Publication | Open Access

Disturbance-Observer-Based Control and Related Methods—An Overview

2.7K

Citations

77

References

2015

Year

TLDR

Disturbance‑observer‑based control (DOBC) and related methods have been researched and applied across diverse industrial sectors for over four decades, typically treating disturbance and uncertainty together and estimating the combined effect via an observation mechanism. This survey systematically reviews and summarizes disturbance/uncertainty estimation and attenuation techniques—including DOBC, active disturbance rejection control, disturbance accommodation control, and composite hierarchical antidisturbance control—while comparing compensation strategies and integration procedures with predesigned linear or nonlinear controllers. The authors provide concise tutorials of the main methods, detailing their features, and discuss how to integrate disturbance/uncertainty compensation into existing controllers.

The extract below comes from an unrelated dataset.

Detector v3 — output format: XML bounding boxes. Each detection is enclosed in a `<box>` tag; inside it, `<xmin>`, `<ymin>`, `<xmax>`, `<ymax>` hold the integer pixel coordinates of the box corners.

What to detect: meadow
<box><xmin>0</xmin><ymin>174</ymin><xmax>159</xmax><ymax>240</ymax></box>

The survey reviews industrial applications of these methods, highlighting commercialization of several algorithms, and concludes with proposed future research directions.

Abstract

Disturbance-observer-based control (DOBC) and related methods have been researched and applied in various industrial sectors in the last four decades. This survey, at first time, gives a systematic and comprehensive tutorial and summary on the existing disturbance/uncertainty estimation and attenuation techniques, most notably, DOBC, active disturbance rejection control, disturbance accommodation control, and composite hierarchical antidisturbance control. In all of these methods, disturbance and uncertainty are, in general, lumped together, and an observation mechanism is employed to estimate the total disturbance. This paper first reviews a number of widely used linear and nonlinear disturbance/uncertainty estimation techniques and then discusses and compares various compensation techniques and the procedures of integrating disturbance/uncertainty compensation with a (predesigned) linear/nonlinear controller. It also provides concise tutorials of the main methods in this area with clear descriptions of their features. The application of this group of methods in various industrial sections is reviewed, with emphasis on the commercialization of some algorithms. The survey is ended with the discussion of future directions.